Il Gran Sasso dalla Crocetta |
Solita passeggiata alla Crocetta: una montagna di circa 1000
metri molto cara agli aquilani. Stavolta ero sola, a riprendermi un pezzo di
me.
Perché quando nasci tra le montagne, non puoi fare a meno di sudartele ogni volta e
di raggiungere, anche d’inverno, un punto dove ti senti abbracciata da loro.
Questo è quella piccola montagna sfregiata da un incendio: quando arrivi su, sulla sinistra si staglia il massiccio del
Gran Sasso, sulla destra il Monte Cagno, in fondo il Sirente e maestosa la
Maiella.
Una corona bianca che stasera stava colorandosi di “tramonto”.

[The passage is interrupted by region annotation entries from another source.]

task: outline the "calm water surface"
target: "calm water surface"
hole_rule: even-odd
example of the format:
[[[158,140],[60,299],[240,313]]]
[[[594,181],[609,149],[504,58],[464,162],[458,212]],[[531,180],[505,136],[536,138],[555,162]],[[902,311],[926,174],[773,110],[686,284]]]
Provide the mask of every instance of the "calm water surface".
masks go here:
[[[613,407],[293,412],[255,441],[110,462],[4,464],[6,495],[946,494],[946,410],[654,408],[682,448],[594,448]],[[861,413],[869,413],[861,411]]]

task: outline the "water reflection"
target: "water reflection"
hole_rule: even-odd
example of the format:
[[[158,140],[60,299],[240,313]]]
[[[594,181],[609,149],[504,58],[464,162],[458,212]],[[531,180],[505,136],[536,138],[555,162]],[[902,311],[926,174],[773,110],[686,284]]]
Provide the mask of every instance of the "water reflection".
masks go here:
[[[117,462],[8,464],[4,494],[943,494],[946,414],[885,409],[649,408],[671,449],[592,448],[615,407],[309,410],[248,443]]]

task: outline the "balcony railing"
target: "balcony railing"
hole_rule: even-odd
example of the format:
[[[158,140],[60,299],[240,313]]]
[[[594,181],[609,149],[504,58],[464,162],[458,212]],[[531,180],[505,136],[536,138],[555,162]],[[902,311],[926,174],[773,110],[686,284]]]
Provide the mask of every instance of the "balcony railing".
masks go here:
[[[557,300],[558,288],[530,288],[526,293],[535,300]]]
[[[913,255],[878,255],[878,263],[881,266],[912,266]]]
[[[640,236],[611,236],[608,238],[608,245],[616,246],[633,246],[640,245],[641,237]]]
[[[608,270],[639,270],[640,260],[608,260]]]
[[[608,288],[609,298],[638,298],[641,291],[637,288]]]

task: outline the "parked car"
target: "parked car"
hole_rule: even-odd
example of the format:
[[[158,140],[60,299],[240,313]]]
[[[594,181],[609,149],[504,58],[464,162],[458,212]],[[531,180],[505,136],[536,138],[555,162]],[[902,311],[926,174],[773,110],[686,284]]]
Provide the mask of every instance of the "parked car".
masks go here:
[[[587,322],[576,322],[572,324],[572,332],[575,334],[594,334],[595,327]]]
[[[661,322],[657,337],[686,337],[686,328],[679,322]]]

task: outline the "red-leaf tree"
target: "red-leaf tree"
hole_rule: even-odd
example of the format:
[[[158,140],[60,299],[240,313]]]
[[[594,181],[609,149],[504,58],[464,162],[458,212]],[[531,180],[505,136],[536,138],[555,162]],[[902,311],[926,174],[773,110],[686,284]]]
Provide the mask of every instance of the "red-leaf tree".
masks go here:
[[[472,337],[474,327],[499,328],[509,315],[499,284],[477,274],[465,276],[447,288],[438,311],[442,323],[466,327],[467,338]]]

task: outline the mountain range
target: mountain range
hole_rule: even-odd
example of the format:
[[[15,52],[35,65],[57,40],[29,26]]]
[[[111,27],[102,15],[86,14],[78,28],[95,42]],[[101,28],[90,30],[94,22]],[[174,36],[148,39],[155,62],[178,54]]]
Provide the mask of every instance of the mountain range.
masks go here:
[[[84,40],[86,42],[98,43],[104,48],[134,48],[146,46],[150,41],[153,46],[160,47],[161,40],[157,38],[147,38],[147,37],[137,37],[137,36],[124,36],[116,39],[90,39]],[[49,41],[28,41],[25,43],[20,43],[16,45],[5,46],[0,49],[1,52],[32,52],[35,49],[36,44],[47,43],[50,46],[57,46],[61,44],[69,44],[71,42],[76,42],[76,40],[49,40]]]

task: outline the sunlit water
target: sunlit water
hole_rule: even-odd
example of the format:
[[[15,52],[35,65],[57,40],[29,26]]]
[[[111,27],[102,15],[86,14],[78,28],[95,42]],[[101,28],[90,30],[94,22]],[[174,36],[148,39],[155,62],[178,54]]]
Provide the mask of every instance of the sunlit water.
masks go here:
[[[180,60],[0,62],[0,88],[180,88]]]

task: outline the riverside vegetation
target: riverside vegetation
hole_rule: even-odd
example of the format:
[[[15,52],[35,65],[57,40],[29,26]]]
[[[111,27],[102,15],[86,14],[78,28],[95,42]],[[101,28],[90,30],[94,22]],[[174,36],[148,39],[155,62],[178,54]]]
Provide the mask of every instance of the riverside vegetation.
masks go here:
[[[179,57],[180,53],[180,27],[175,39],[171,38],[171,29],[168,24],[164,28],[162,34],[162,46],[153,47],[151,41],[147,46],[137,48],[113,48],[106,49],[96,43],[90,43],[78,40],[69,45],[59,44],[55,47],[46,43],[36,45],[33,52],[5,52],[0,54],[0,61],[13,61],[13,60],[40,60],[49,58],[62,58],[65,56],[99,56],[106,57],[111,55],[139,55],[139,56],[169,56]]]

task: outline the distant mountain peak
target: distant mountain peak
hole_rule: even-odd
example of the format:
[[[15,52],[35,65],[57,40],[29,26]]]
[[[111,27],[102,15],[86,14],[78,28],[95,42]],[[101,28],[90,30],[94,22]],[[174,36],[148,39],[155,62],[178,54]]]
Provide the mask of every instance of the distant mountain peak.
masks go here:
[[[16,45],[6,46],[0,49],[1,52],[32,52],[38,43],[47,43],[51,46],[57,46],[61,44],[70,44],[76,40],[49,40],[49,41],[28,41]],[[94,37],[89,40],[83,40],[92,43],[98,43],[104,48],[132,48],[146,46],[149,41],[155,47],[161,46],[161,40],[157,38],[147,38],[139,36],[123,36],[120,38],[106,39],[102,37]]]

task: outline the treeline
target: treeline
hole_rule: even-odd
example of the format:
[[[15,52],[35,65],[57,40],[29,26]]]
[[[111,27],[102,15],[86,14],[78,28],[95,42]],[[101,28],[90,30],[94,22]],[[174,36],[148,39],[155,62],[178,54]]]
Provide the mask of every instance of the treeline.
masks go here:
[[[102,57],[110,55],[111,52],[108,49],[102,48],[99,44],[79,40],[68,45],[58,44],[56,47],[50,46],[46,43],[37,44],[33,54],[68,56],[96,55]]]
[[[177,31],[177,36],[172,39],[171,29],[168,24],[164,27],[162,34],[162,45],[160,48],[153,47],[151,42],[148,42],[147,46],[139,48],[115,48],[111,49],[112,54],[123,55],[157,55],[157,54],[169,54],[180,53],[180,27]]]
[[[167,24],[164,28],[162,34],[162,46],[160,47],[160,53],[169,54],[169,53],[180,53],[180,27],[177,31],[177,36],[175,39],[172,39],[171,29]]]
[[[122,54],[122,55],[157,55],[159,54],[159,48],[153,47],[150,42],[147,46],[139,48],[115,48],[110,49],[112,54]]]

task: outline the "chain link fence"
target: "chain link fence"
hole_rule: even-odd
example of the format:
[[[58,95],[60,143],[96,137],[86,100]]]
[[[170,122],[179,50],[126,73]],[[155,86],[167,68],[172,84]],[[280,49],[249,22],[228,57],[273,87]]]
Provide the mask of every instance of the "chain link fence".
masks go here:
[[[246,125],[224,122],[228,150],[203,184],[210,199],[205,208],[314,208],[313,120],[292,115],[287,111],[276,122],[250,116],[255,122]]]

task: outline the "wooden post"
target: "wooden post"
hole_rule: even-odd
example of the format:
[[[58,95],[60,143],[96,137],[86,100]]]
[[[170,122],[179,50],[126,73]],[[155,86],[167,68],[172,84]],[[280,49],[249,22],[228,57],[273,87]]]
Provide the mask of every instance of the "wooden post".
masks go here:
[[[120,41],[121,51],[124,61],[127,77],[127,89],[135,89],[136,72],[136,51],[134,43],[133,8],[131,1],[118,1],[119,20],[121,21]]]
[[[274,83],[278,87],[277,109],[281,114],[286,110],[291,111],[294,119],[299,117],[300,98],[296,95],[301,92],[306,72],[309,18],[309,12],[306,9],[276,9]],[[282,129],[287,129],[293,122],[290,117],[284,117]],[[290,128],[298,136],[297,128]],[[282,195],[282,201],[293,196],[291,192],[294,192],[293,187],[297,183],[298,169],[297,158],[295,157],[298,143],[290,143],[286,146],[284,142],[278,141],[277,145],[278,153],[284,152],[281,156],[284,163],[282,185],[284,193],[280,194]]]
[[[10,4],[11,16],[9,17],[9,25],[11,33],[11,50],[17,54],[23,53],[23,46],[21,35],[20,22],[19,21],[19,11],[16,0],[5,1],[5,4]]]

Questo è l’Abruzzo interno, quello dal quale si vede il mare
sciando, quello della roccia, dura, quella dei sentieri tra faggete, quello nel
quale sono nata, cresciuta e divenuta adulta. Un Abruzzo non famoso
turisticamente parlando, persino sottovalutato. Così facciamo più noi per le
nostre montagne, raccontandole, che chi dovrebbe valorizzarle.
E basterebbe poco. Non certo gli “ski dome”. Basterebbe che
funzionasse bene ciò che c’è e che le persone venissero d’inverno anche per
ammirarle dalla città, se questa avesse da offrire qualcosa in più che la
Perdonanza. Chiunque viene ne rimane incantato e torna, anche se è difficile
rimanere quando nel capoluogo di Regione non c’è la giusta accoglienza.
Tornata poi in città, l’ho guardato il Gran Sasso, come
sempre, mentre mi accompagnava a C.A.S.A.
Era rosa. Come si può raccontare una montagna di 2912 metri
che assieme al suo massiccio diviene rosa?
Il colore rosa passa poi al cielo e la montagna si illumina prendendo
le sembianze di un faro, quello che in realtà è per tutti noi.
Le sento mie quelle montagne, ma so che sono di tutti.